Jessica Hull of Australia is the women's world record holder, with her time of 5:19.70, ran in 2024.

The 2000m is not an official world record event indoors.

===3000 metres===

Truly on the borderline between middle and longer distances, the 3000 m (7.5 laps) is a standard race in the United States. Between 1983 and 1993 it was a world championship event for women at the outdoor World Athletics Championships and Olympics. The 1984 Olympic race was famous for the controversial collision between Mary Decker and Zola Budd. The race has been a fixture at the World Athletics Indoor Championships since its inception in 1985 as the longest race for both men and women. This race requires decent speed, but a lack of natural quickness can be made up for with superior aerobic conditioning and race tactics. The records at this distance were set by Jakob Ingebrigtsen (Norway) (7:17.55, Silesia, 25 August 2024) and Junxia Wang (China) (8:06.11, Beijing, 13 September 1993).

===3200 metres===

At exactly eight laps on a standard 400 m track, this event is typically run only in American high schools, along with the 1600 m. It is colloquially called the "two-mile", as the distance is only 18.688 metres shorter. In college, the typical runner of this event would convert to the 5,000-metre run (or potentially the 3,000-metre run during the indoor season). In most eastern American high schools, colleges, and middle schools, this event is usually considered a long-distance event, depending on the region. It is the longest track distance run in most high school competitions.

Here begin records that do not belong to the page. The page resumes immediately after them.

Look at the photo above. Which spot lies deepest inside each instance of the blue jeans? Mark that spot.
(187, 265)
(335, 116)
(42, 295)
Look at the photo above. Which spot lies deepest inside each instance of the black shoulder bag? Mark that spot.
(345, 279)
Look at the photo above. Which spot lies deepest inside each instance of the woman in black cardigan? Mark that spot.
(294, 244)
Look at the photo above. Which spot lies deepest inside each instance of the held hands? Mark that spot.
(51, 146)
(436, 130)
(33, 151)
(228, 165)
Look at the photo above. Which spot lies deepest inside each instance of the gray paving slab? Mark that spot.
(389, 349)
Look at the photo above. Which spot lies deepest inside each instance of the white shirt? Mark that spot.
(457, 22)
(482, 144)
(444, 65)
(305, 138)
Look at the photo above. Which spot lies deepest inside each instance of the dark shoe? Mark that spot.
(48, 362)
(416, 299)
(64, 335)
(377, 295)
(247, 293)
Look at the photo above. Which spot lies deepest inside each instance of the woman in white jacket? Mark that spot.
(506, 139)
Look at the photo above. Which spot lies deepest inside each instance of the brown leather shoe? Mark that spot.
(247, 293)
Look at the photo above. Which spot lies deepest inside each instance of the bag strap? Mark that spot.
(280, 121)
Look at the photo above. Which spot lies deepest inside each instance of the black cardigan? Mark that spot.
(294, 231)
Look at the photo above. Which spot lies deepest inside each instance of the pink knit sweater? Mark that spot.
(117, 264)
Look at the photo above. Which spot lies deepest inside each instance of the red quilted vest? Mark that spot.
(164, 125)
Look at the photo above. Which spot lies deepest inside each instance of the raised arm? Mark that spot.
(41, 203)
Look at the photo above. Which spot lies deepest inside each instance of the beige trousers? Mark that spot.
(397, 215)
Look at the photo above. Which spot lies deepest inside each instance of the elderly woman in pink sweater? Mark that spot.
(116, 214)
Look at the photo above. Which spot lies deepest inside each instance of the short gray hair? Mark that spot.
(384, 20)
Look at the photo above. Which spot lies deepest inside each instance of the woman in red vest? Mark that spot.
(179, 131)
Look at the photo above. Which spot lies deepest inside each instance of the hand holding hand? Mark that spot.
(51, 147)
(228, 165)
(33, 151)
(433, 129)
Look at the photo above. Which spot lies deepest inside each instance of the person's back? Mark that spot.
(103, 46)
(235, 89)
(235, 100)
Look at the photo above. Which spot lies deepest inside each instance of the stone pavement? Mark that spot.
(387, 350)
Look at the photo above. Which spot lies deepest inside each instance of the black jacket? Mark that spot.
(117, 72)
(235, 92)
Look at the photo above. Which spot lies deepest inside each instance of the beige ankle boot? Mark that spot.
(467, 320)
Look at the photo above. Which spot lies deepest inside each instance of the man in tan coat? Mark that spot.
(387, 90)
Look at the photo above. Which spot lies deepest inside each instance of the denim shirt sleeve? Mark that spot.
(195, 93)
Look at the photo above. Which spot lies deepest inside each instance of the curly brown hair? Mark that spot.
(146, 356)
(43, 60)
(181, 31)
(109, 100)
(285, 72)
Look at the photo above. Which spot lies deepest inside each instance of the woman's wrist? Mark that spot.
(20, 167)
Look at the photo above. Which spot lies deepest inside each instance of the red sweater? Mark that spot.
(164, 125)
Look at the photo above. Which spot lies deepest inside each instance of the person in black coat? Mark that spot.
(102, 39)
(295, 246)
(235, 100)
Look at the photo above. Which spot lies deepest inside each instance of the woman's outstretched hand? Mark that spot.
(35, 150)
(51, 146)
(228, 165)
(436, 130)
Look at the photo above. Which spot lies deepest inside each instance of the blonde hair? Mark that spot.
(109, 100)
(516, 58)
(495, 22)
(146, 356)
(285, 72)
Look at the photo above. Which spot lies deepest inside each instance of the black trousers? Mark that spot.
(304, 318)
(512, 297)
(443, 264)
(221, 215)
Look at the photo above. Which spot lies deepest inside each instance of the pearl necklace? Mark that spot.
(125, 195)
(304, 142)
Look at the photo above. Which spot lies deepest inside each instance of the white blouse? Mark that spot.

Jakob Ingebrigtsen ran an equivalent of a 7:51.35 3200m in his 2023 world best of 7:54.10 in the two mile run.

Meseret Defar ran an equivalent of an 8:55.45 3200m in her 2007 world best of 8:58.58 in the two mile run.

===Two miles===

This length of long middle-distance or short long-distance race was 3520 yd.

Historically, the two-mile took the place that the 3000 m and the 3200 m have today. The first man to break the four-minute barrier for both miles was Daniel Komen (Kenya) at Hechtel, Belgium on 19 July 1997 in a time of 7:58.61. The current world record in the two-mile is held by Jakob Ingebrigtsen, who ran 7:54.10 in the 2023 Paris Diamond League meet on 9 June 2023, although the distance's world record is not tracked by the International Olympic Committee. Meseret Defar (Ethiopia) is the fastest woman: 8:58.58, Brussels, Belgium, 14 September 2007.

===2000 metres steeplechase===

Another race that is only run in high school or Master meets. The typical specialist in this event would move up to the 3000-metre steeplechase in college.

===3,000-metre steeplechase===

A 3,000-metre steeplechase is a distance event requiring greater strength, stamina, and agility than the flat 3,000-metre event. This is because athletes are required to jump over five barriers per lap, after a flat first 200 m to allow for settling in. One barrier per lap is placed in front of a water pit, meaning that runners are also forced to deal with the chafing of wet shoes as they race. The world records are held by Lamecha Girma (Ethiopia) (7:52.11, Paris. 9 June 2023) and Gulnara Samitova (Russia) (8:58.81, Beijing, 17 August 2008).